The pathologists also found blood clots in the small blood vessels of many major organs, as well as the central nervous system, and identified a syndrome similar to hemophagocytic lymphohistiocytosis (HLH), a rare condition in which the body makes too many activated immune cells, specifically macrophages and lymphocytes, produced in the bone marrow. HLH can overlap with Kawasaki syndrome, which has been compared to a rare reaction seen in children who seem to recover from COVID-19 but go on to experience severe symptoms that include heart inflammation, low blood pressure, and trouble breathing.

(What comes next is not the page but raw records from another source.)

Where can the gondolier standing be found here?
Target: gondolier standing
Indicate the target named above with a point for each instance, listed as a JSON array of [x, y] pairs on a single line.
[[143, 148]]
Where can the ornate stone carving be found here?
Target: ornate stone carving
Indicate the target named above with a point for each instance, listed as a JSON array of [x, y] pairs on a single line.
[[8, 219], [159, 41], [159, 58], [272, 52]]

Initially, doctors were concerned that people with asthma would be at greater risk for severe symptoms due to the disease’s respiratory component. But that did not turn out to be the case, even though the disease spreads from one person to another through respiratory droplets. Another surprising finding was that in comparison with the heart, brain, lungs, and liver, the kidneys were less affected by blood clots. Researchers think that may be because the ACE2 receptor—to which the SARS-CoV-2 virus attaches in order to enter the cell—is less prevalent in the kidney’s network of blood vessels.

“In reality, it’s the patients who have heart disease who seem to be at greater risk,” for severe outcomes, says Dr. Fowkes. “Diabetes accelerates vascular disease with plaque located in blood vessels throughout the body. So that if you have pre-existing damage to blood vessels you would be at greater risk. Heart disease is similar. If you have hypertension you see damage to tissues that surround the blood vessels and to the blood vessels themselves.”

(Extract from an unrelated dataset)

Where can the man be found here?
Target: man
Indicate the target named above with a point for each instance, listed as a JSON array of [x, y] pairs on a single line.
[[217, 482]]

Adam Bernheim, MD, Assistant Professor of Diagnostic, Molecular and Interventional Radiology at the Icahn School of Medicine at Mount Sinai, was one of the first U.S. radiologists to review the lung CT scans of COVID-19 patients from China. Since early March, he says, doctors have begun to understand the breadth of injuries that COVID-19 inflicts on the body and its relentlessness in doing so.

“The patterns of injury to the body run the spectrum from blood clots and pulmonary embolisms to pneumonia and abdominal issues,” he says. Some patients, including those in their 20s and 30s, take months to heal and others develop permanent scarring in their lungs. With many diseases he says, the body takes a big hit and then is able to repair itself. But COVID-19 can “cause continuous injury to the lungs over weeks. It just keeps hitting and hitting.”

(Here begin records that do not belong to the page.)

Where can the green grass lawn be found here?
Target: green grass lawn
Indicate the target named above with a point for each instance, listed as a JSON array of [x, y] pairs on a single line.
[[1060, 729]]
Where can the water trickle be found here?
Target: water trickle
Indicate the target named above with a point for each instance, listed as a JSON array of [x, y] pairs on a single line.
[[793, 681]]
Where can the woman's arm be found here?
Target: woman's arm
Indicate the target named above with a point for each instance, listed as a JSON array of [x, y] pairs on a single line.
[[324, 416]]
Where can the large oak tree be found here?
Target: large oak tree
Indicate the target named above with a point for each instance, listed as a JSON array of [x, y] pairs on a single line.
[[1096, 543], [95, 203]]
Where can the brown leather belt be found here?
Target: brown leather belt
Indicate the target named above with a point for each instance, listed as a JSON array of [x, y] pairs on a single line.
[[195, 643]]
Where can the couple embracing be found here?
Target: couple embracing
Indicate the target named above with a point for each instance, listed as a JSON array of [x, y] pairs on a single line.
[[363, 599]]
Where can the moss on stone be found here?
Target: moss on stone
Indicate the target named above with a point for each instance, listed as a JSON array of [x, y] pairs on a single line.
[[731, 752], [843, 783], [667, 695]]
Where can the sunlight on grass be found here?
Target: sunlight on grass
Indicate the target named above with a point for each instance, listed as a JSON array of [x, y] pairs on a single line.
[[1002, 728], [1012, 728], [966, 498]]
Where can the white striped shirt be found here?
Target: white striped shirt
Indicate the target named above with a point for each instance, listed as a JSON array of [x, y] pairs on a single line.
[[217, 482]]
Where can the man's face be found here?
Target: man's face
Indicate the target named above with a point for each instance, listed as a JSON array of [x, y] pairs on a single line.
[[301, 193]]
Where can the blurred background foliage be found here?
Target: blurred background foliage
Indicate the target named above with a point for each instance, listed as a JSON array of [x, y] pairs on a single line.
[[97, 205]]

David L. Reich, MD, President of The Mount Sinai Hospital and Mount Sinai Queens says the last three months illustrated how well the Mount Sinai Health System functioned in ensuring that patients in each of the seven Health System hospitals treating COVID-19 patients received the life-saving care they needed. In addition, he says, “The Icahn School of Medicine, with its top scientists, was completely in lockstep with the largest health system in New York City. We were able to do things together that we never would have been able to do separately. And because of that, we were able to change the course of therapeutics for this disease, as well.”

The Mount Sinai Health System has had the largest worldwide experience with convalescent plasma therapy and was the first to demonstrate its benefit in this disease, he says.  Additionally, Mount Sinai instituted a policy to administer anticoagulant treatment, which has also been beneficial. Through its clinical trials infrastructure, Mount Sinai had early access to the antiviral drug remdesivir, the anti-inflammatory drug sarilumab, and allogeneic stem cell therapy.

During the height of the pandemic, as other health systems “were doing their best to provide some level of care while not being overwhelmed, Mount Sinai was innovating,” says Dr. Reich. “Mount Sinai was applying science and showing improved outcomes with therapeutic innovations in a way that demonstrated we are one of the best institutions in the world, especially with regard to COVID-19 care.”